Sublinhando que «não se pode admitir que um aluno entre num curso de engenharia com nota negativa» e que isso se vai repercutir na «diminuição da qualidade de ensino», garante que não concordaria com a medida mesmo que esta não se aplicasse unicamente ao ensino superior politécnico, como é o caso.

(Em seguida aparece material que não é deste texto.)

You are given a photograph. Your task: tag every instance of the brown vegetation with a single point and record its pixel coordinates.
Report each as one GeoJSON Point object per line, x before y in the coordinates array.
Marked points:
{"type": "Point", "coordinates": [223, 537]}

«Concordo que há uma necessidade de as políticas públicas serem revistas com frequência e estou disponível para essa reflexão.»

 
O presidente do Conselho Coordenador dos Institutos Superiores Politécnicos (CCISP)  já reagiu a esta decisão, desdramatizando-a e afirmando que a respeita.

«Respeito a posição dos colegas», afirmou Joaquim Mourato à Lusa, defendendo que «não há qualquer fragilidade» no órgão devido à decisão assumida pelos politécnicos de Lisboa, Porto e Coimbra.

O líder do CCISP disse que a desvinculação dos três politécnicos «não é um caso inédito», manifestando a convicção de que «a normalidade» regresse «dentro em breve».

Para o presidente do Conselho Coordenador dos Institutos Superiores Politécnicos, trata-se apenas de «uma interrupção momentânea na participação» dos três institutos nas reuniões do órgão colegial.

Apesar de afirmar que respeita a decisão dos seus colegas, Joaquim Mourato apontou, numa referência à aprovação da alteração ao regime de acesso e ingresso no ensino superior, que «era bom que todos respeitassem o voto de uma maioria, que aprova determinada posição».